1) Never played them much or at all in some cases, but World of Warcraft as an MMORPG and Warcraft 1-3 as Real Time Strategy games are good examples of games that give different perspectives on the same lore.
2) Another great example would be the Might and Magic series. There is an sandbox-esque singleplayer RPG series simply called Might and Magic and a Turn-based Strategy Series called Heroes of Might and Magic.

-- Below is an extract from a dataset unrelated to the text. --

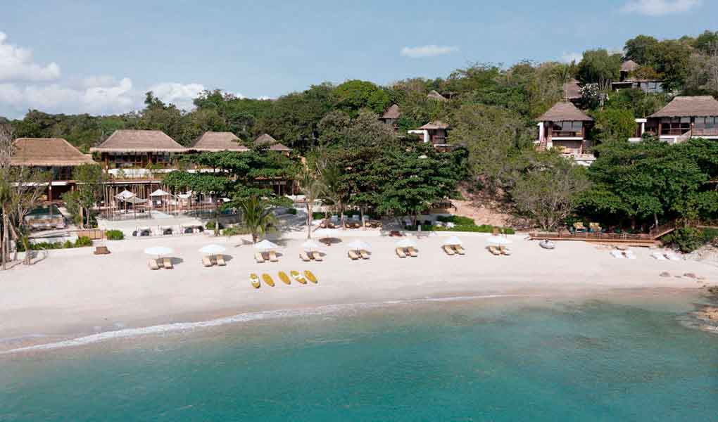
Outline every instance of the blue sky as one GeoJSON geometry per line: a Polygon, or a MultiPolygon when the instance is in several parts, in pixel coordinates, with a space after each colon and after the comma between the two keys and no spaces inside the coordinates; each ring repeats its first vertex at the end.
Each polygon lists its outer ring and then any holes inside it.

3) The Elder Scrolls as a more relatable example is another one, but barely, and I wouldn't really count it normally, except it is likely an example most here will be familiar with. There were four separate series within the Elder Scrolls universe, now up to five. The Main Series (Arena-Skyrim). TES Adventures: (Redguard). TES Legends: (Battlespire). TES:Travels (Shadowkey, Stormhold, Dawnstar and Oblivion: Mobile). The Elder Scrolls Online. Now I say this isn't a good example because the perspective and how you interact with the world isn't that different in function. You interact as a single person with the world throughout all of them. Whereas in Warcraft and WoW, or M&M and HOMM for example, you see the strategy game's top down perspective in contrast with the RPG/MMORPG's more personal down to earth perspective as an individual player(s).
I find these types of series, that operate alongside one another but with very different perspectives forced upon the player by gameplay, to be fascinating.
I am curious what other people think of such series and what some other series with them are.